Markov Chain Monte Carlo

Overview

Turn posterior sampling into Markov-chain design for cases where variational approximations fall short.

Figure 1: Directed graphical model of a Markov chain. The random variable \(X_{t+1}\) is conditionally independent of the random variables \(X_{0:t-1}\) given \(X_t\).

Figure 2: Transition graphs of Markov chains: (1) is not ergodic as its transition diagram is not strongly connected; (2) is not ergodic for the same reason; (3) is irreducible but periodic and therefore not ergodic; (4) is ergodic with stationary distribution \(\pi(1) = \frac{2}{3}, \pi(2) = \frac{1}{3}\).

Markov-chain preliminaries

  • Homogeneous chain with transition kernel \(P(x'\mid x)\); \(k\)-step transition \(P^k\).
  • Stationary distribution \(\pi\) solves \(\pi^\top P = \pi^\top\). If chain is irreducible and aperiodic (ergodic), \(q_t\to\pi\) for any start (Fundamental theorem; see Figure 2 ).
  • Detailed balance \(\pi(x)P(x'\mid x)=\pi(x')P(x\mid x')\) suffices for stationarity (reversibility).
  • Distance to stationarity measured in total variation \(\|q_t-\pi\|_{\mathrm{TV}}\); mixing time \(\tau_{\mathrm{mix}}(\epsilon)\) ≈ steps to get within \(\epsilon\).

Metropolis–Hastings (MH)

  • Goal: target density \(p(x)=q(x)/Z\) (unnormalized \(q\) known).
  • Proposal \(r(x'\mid x)\); accept with \[\alpha(x'\mid x)=\min\left\{1,\frac{q(x')r(x\mid x')}{q(x)r(x'\mid x)}\right\}.\]
  • Ensures detailed balance w.r.t. \(p\).
  • Tuning: poor proposals ⇒ slow mixing (random walk). Adaptive schemes adjust step size to hit desired acceptance (≈0.234 in high-dims for isotropic random walk).

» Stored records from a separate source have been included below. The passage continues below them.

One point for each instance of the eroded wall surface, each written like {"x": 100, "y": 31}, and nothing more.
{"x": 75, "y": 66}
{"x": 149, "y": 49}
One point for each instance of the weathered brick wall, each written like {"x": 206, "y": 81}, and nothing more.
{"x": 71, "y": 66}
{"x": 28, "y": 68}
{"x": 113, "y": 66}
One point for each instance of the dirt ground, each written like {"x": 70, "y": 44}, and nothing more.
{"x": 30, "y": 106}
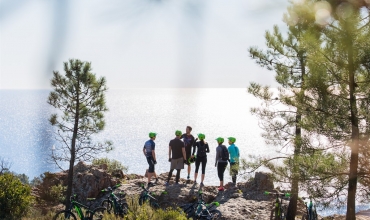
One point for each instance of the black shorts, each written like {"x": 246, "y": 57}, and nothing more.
{"x": 151, "y": 164}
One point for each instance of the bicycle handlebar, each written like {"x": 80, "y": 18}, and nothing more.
{"x": 109, "y": 189}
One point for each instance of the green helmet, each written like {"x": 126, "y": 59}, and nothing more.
{"x": 201, "y": 136}
{"x": 152, "y": 134}
{"x": 231, "y": 139}
{"x": 220, "y": 140}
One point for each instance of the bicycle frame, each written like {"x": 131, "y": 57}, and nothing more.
{"x": 145, "y": 196}
{"x": 278, "y": 203}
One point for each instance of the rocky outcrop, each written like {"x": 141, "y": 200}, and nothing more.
{"x": 243, "y": 201}
{"x": 260, "y": 182}
{"x": 89, "y": 180}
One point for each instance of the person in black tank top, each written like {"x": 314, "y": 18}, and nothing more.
{"x": 189, "y": 142}
{"x": 202, "y": 149}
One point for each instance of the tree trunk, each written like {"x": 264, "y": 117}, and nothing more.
{"x": 292, "y": 209}
{"x": 352, "y": 179}
{"x": 73, "y": 153}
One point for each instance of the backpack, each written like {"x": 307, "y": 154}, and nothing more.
{"x": 224, "y": 154}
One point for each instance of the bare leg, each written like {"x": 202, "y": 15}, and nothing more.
{"x": 149, "y": 177}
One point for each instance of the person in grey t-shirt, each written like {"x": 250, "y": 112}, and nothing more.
{"x": 221, "y": 164}
{"x": 177, "y": 148}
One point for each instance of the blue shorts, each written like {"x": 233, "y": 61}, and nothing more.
{"x": 151, "y": 164}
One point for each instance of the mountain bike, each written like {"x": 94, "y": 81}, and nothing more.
{"x": 278, "y": 212}
{"x": 147, "y": 196}
{"x": 97, "y": 213}
{"x": 201, "y": 210}
{"x": 311, "y": 213}
{"x": 118, "y": 205}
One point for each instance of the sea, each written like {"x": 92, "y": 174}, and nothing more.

Gradient-informed proposals

  • MALA: \(x' = x + \tfrac{\epsilon^2}{2}\nabla\log q(x) + \epsilon\xi\) (Langevin step) then MH accept; leverages gradient, useful in high dimension.
  • HMC: introduce momentum \(p\sim\mathcal{N}(0,M)\), simulate Hamiltonian dynamics, accept via MH. Long, low-rejection moves reduce random walk behaviour; requires gradient of \(\log q\).
  • Riemannian manifold HMC: adapt metric to local curvature.
Figure 3: Metropolis–Hastings proposes uninformed jumps; Langevin dynamics follows the gradient of \(f(\theta)\) for more directed moves.
Figure 4: Hamiltonian Monte Carlo lifts states into \((x,y)\) space, simulates Hamiltonian dynamics, and projects back to propose distant points with high acceptance.

Gibbs sampling

  • Cycle through coordinates (or blocks): sample \(x_i \sim p(x_i\mid x_{-i})\).
  • Special case of MH with unit acceptance. Works when all conditionals easy; order can be fixed or random (random scan preserves detailed balance).
  • Block Gibbs improves mixing when variables correlated.

Practical workflow

  1. Initialize (multiple chains if possible).
  2. Burn-in until diagnostics (trace plots, potential scale reduction \(\hat{R}\)) stabilize.
  3. Collect samples, optionally thin to reduce storage (does not improve ESS).
  4. Estimate expectations via Monte Carlo averages; report Monte Carlo error using ESS or batch means.

Energy interpretation

  • Target \(p(x) \propto e^{-E(x)}\) with energy \(E(x)=-\log q(x)\).
  • Random-walk MH explores energy landscape slowly; Langevin/HMC follow gradient/level sets ⇒ faster exploration.
  • Simulated tempering / parallel tempering mix chains at different temperatures to escape local modes.

When to choose MCMC

  • High-fidelity posterior samples needed (e.g., small models with multimodality) and gradient evaluations affordable.
  • Combine with VI: use VI for initialization, then MCMC for refinement (e.g., Laplace+MCMC).
  • Expensive in high dimension; mixing diagnostics essential.

MCMC keeps normalization outside the loop; designing good proposals is the art. Understanding irreducibility, acceptance ratios, and diagnostics is crucial before scaling to Bayesian deep learning or world-model uncertainty.